Error while running UNLOAD to PARQUET query using column names with spaces in
Introduction
I have a table in Athena with the following column names ["column space 1", "column space 2"]. I cannot run an UNLOAD to Parquet query on a table that contains column names with spaces in.
The documentation states that one can use non-standard column names by wrapping them in "" (backticks no longer supported). This works for standard queries, but not UNLOAD or CTAS queries.
I cannot change the column names -- I must be able to support column names with spaces in.

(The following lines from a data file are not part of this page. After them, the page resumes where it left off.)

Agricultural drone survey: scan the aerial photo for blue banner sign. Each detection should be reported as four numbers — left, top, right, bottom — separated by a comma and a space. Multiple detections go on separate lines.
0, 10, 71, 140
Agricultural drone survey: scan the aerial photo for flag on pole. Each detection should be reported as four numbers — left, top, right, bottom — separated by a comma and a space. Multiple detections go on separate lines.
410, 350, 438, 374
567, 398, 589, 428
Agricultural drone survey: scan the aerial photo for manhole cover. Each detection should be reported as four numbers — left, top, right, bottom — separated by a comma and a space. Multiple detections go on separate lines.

The table was created using Glue with the following parameters:
{'Name': 'dummy_table', 'Parameters': {'classification': 'parquet'}, 'StorageDescriptor': {'Columns': [{'Name': 'column space 1', 'Type': 'string'}, {'Name': 'column space 2', 'Type': 'string'}], 'InputFormat': 'org.apache.hadoop.hive.ql.io.parquet.MapredParquetInputFormat', 'Location': '<input_parquet_location>', 'OutputFormat': 'org.apache.hadoop.hive.ql.io.parquet.MapredParquetOutputFormat', 'SerdeInfo': {'Parameters': {'serialization.format': '1'}, 'SerializationLibrary': 'org.apache.hadoop.hive.ql.io.parquet.serde.ParquetHiveSerDe'}}, 'TableType': 'EXTERNAL_TABLE'}
The Problem
I can query this table fine using the Athena Query Editor e.g. SELECT "column space 1" FROM "AwsDataCatalog"."<database_name>"."dummy_table" limit 10;
returns the correct result.
However, I receive an error when I try to run the following UNLOAD query to dump the table into a PARQUET file:
UNLOAD (SELECT "column space 1" FROM "AwsDataCatalog"."<database_name>"."dummy_table") TO '<output_s3_location>' WITH (format = 'PARQUET', compression = 'SNAPPY')
Error: GENERIC_INTERNAL_ERROR: field ended by ';': expected ';' but got 'space' at line 1: optional binary column space
Things I've Tried
I can successfully run the same UNLOAD query using {ORC, CSV, TEXTFILE} formats
e.g. UNLOAD (SELECT "column space 1" FROM "AwsDataCatalog"."<database_name>"."dummy_table") TO '<output_s3_location>' WITH (format = 'ORC', compression = 'SNAPPY')
I've tried a CREATE TABLE AS
query, but am faced with the same error - GENERIC_INTERNAL_ERROR: field ended by ';': expected ';' but got 'space' at line 1
CREATE TABLE "{database_name}"."{table_name}_unload"
WITH (
format = 'Parquet',
table_type = 'HIVE',
external_location = '{output_parquet_location}',
is_external = true,
write_compression = 'SNAPPY'
) AS
SELECT "column space 1" FROM "{database_name}"."{table_name}"
My question
It seems there is a problem specifically with trying to run an UNLOAD to Parquet query while using column names with spaces in.
Is this a bug or expected behaviour? I can see no reference in the documentation, and would be surprised if non-standard column names are not supported for the specific case of Unloading to Parquet, but is supported with ORC, CSV, TEXTFILE
Is there any way that I can UNLOAD a table that contains non-standard column names to a PARQUET file?
I'd be very grateful for any help or guidance,
Toby
Many thanks for your answer.
I am not sure it is correct that the Parquet file format has strict requirements around non-standard column names, and believe it to be a limitation enforced by Athena rather than the Parquet file format.
As evidence to back this up, I can use pandas to create a parquet file that contains column names with spaces
df.to_parquet("file.parquet")
. This can be read by other tools such as Dask and Glue.